Treatment options for ARMD are limited, and at this time there really are no treatments for dry ARMD. Some research studies demonstrate the rate of degeneration slows with increased consumption of the antioxidants lutein and zeaxanthin, and vitamins A, C, and E. For wet ARMD the laser treatments photocoagulation and photodynamic therapy are sometimes effective in sealing bleeding blood vessels and thwarting their growth, though they cannot permanently halt the neovascularization or restore vision already lost.
Photocoagulation uses a hot laser to cauterize the blood vessels but also destroys cells in the vicinity of the targeted blood vessels. With photodynamic therapy, the ophthalmologist injects a photosensitive DRUG into the person’s veins, then uses a cool laser to target blood vessels in the retina when the drug reaches them. The light of the laser is not intense enough to burn the tissue though activates the drug, which then destroys the blood vessels.
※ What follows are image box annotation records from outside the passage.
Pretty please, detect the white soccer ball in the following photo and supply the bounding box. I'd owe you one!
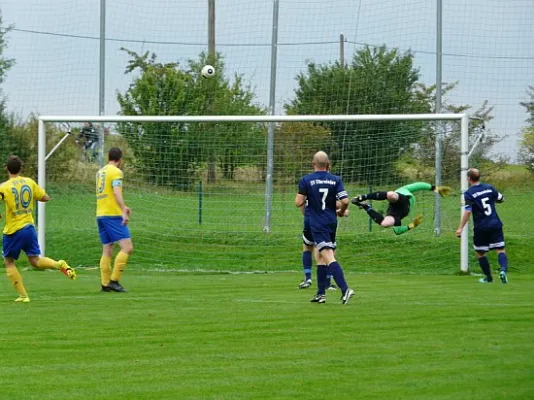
[200,65,215,78]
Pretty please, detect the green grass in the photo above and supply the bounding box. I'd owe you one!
[0,270,534,400]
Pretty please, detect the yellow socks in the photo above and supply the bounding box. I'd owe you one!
[37,257,59,269]
[6,267,28,298]
[111,251,128,282]
[100,256,111,286]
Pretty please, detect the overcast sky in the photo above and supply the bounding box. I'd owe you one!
[0,0,534,156]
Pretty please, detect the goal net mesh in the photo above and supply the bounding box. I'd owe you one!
[46,121,460,273]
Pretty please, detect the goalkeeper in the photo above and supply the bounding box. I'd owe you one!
[351,182,451,235]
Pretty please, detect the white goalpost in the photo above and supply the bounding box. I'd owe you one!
[37,114,469,272]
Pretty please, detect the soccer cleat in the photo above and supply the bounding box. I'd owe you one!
[341,288,354,304]
[299,279,311,289]
[108,281,127,292]
[408,214,423,229]
[310,294,326,304]
[58,260,76,280]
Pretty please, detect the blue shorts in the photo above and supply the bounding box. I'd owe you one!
[2,225,41,260]
[96,217,131,244]
[302,218,315,246]
[312,229,336,251]
[473,227,504,252]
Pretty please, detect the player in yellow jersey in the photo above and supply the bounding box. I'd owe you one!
[0,156,76,303]
[96,147,133,292]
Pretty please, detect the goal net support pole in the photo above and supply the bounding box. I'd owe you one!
[37,114,469,272]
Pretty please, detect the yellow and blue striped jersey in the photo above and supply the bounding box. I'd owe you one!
[0,176,46,235]
[96,164,122,217]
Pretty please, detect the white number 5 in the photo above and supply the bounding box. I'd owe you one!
[482,197,491,215]
[319,189,328,211]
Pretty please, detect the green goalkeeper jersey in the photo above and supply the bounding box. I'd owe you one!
[393,182,432,235]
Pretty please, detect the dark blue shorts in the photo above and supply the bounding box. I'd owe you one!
[2,225,41,260]
[473,228,504,252]
[96,217,131,244]
[312,229,336,251]
[302,218,315,246]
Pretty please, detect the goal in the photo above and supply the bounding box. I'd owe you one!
[37,114,469,273]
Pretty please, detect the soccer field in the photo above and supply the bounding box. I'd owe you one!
[0,270,534,400]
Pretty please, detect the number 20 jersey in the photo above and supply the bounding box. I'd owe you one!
[0,176,46,235]
[464,183,503,230]
[298,171,348,230]
[96,164,122,217]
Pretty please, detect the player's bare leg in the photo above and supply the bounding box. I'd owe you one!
[475,251,493,283]
[4,257,30,303]
[495,248,508,283]
[28,256,76,280]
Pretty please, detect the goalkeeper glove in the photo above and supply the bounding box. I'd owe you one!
[432,185,451,197]
[408,214,423,229]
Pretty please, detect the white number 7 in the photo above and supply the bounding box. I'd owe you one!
[319,188,328,210]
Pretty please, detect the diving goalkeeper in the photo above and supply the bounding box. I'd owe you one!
[351,182,451,235]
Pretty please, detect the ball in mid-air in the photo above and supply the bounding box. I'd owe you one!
[200,65,215,78]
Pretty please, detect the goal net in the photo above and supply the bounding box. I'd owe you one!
[38,114,474,273]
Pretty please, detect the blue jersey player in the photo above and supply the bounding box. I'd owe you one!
[295,151,354,304]
[456,168,508,283]
[298,202,340,290]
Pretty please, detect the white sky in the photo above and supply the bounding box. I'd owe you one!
[0,0,534,156]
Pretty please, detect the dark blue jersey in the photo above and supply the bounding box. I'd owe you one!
[304,200,310,231]
[299,171,348,230]
[464,183,503,230]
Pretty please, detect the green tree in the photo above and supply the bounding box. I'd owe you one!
[0,12,15,159]
[406,82,508,182]
[519,86,534,126]
[117,49,263,187]
[285,46,429,184]
[519,86,534,172]
[519,126,534,172]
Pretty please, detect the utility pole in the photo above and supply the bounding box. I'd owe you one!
[339,34,345,68]
[206,0,217,183]
[434,0,443,236]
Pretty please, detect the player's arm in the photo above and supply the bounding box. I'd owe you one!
[111,177,132,225]
[336,200,349,217]
[336,197,349,217]
[402,182,451,197]
[295,178,307,211]
[295,193,306,209]
[456,199,472,237]
[33,183,50,203]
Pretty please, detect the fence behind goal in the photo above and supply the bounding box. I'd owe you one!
[38,114,467,273]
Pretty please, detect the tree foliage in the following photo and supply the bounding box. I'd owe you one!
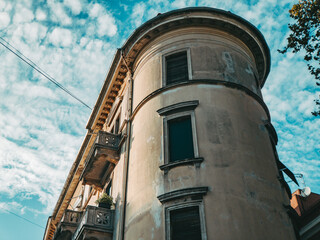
[278,0,320,116]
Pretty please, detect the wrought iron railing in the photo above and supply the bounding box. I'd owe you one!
[95,131,121,149]
[72,206,114,240]
[53,209,82,239]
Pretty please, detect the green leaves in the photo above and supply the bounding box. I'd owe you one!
[278,0,320,116]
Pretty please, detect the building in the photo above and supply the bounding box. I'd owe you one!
[290,189,320,240]
[44,8,296,240]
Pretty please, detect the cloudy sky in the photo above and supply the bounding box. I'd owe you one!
[0,0,320,240]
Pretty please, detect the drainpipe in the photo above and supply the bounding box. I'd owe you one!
[118,49,133,240]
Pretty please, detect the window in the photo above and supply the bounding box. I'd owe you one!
[113,115,120,134]
[165,51,189,85]
[167,115,194,162]
[106,179,112,196]
[170,206,201,240]
[157,100,203,171]
[165,200,207,240]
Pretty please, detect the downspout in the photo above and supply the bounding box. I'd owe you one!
[118,49,133,240]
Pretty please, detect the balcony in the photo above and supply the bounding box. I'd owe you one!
[81,131,121,188]
[53,210,82,240]
[72,206,114,240]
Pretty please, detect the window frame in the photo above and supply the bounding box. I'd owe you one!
[162,48,192,87]
[163,110,199,163]
[165,200,207,240]
[157,100,204,173]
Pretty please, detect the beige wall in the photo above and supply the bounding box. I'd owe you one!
[121,28,295,240]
Outlook and Lifestyle Modifications
For most people who have ARMD vision declines slowly and may affect only one eye for a long time before affecting the other eye as well. Because the loss affects the center of the field of vision, vision loss is not complete though affects activities that require detailed focus, such as reading and driving, and typically reaches the level of legal blindness. Numerous community and health-care resources can assist with adaptive methods to accommodate diminishing vision. Even with wet ARMD, which progresses more rapidly and more severely than dry ARMD, some vision remains.
Causes and Preventive Measures
Researchers do not know what causes ARMD, though it appears to have a hereditary component in that it runs in families. There are few treatments, and there is no cure, though there is evidence that antioxidants slow the rate of deterioration and the loss of vision. Vision loss is permanent. As yet there are no known measures to prevent ARMD. It appears that ARMD is more common in people who:
- smoke cigarettes
- have blue or green eyes
- experience extensive exposure to ultraviolet rays, as in sunlight exposure
- have CARDIOVASCULAR DISEASE (CVD) such as HYPERTENSION (high blood pressure), ATHEROSCLEROSIS, or CORONARY ARTERY DISEASE (CAD)
People who have more than one risk factor, especially when one of the risk factors is family history, should frequently and regularly monitor their vision using the Amsler grid. Early diagnosis is particularly important with wet ARMD, for which limited treatment options exist. ARMD develops in people over age 50. An ophthalmologist should evaluate changes that alter the field of vision, especially those that take the form of distortions or “missing pieces.” Regular ophthalmic examinations are important to detect ARMD as well as other conditions that affect the eye and vision with advancing age.